Because I work as an aide to a partially quadriplegic high school student I usually read whatever has been assigned to him in English. Some things I’ve already read, but a little refresher helps me help him. I was absent from school the day the teacher handed out Tim O’Brien’s The Things They Carried. A good thing, too. Apparently the instructor had the students unpack their backpacks, etc. I would not have wanted to pull all the stuff out of the bag I schlep around everyday!

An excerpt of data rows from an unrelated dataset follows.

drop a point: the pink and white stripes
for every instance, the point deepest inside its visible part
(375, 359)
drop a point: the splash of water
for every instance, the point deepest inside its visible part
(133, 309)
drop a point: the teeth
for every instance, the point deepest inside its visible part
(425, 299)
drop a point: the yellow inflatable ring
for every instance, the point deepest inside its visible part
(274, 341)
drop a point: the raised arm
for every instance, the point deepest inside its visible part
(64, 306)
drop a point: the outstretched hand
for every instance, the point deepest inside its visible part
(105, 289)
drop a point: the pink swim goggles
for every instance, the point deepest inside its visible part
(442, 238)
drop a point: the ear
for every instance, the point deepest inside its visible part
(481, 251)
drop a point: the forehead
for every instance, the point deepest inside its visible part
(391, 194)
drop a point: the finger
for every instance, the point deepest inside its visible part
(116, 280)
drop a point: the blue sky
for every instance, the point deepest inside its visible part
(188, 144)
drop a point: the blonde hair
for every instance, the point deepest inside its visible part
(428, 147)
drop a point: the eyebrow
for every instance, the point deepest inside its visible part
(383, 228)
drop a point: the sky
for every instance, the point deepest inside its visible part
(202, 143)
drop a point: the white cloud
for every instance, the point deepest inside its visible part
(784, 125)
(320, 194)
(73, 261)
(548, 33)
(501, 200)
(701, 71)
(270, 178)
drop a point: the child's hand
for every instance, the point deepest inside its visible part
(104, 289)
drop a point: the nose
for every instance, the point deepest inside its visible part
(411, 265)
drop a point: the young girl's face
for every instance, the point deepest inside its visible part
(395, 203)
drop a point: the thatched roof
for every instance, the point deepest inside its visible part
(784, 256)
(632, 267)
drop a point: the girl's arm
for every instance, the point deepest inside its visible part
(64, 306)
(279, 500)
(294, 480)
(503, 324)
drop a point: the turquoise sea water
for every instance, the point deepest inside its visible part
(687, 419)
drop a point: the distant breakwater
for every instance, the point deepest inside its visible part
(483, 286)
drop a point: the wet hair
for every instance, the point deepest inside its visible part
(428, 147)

“The things they carried,” for those of you unfamiliar with the book, refers to what American soldiers carried in Vietnam not only in their rucksacks, but in their hearts and minds. I’ve read parts of it and am looking forward to a full read this time ‘round because it is a wonderful insight into that generation of men. It also makes the reader examine the things they carry.
I have noticed that both my husband and I carry a lot of stuff that give us comfort. Which brings me back to my bag. It contains a prodigious amount of pencils, pens and highlighters; paperclips, analgesics and chap stick; hand lotion, a novel, and a ruler; safety pins, lunch money and scissors and a water bottle. I even have a little stapler. Like a boy scout, I am prepared!
Dave takes to work newspapers, magazines, and snacks to eat during lunch and breaks. The amount of fruit and veggies he packs with peanut butter is amazing, but at least he’s not eating junk. It makes him comfortable at work.
Other things that I sometimes carry that give me comfort are things that have belonged to someone I love. I attach metaphysical powers to those objects, primarily jewelry, and will wear a ring that belonged to my mother or step-mother or a necklace that belonged to my grandmother. When I wear these things I feel the strength of these women, especially my step-mother and grandmother, buoy me.
Sometimes I think of trying to carry less stuff all day. But I know that as soon as I eliminate something I’m going to need it!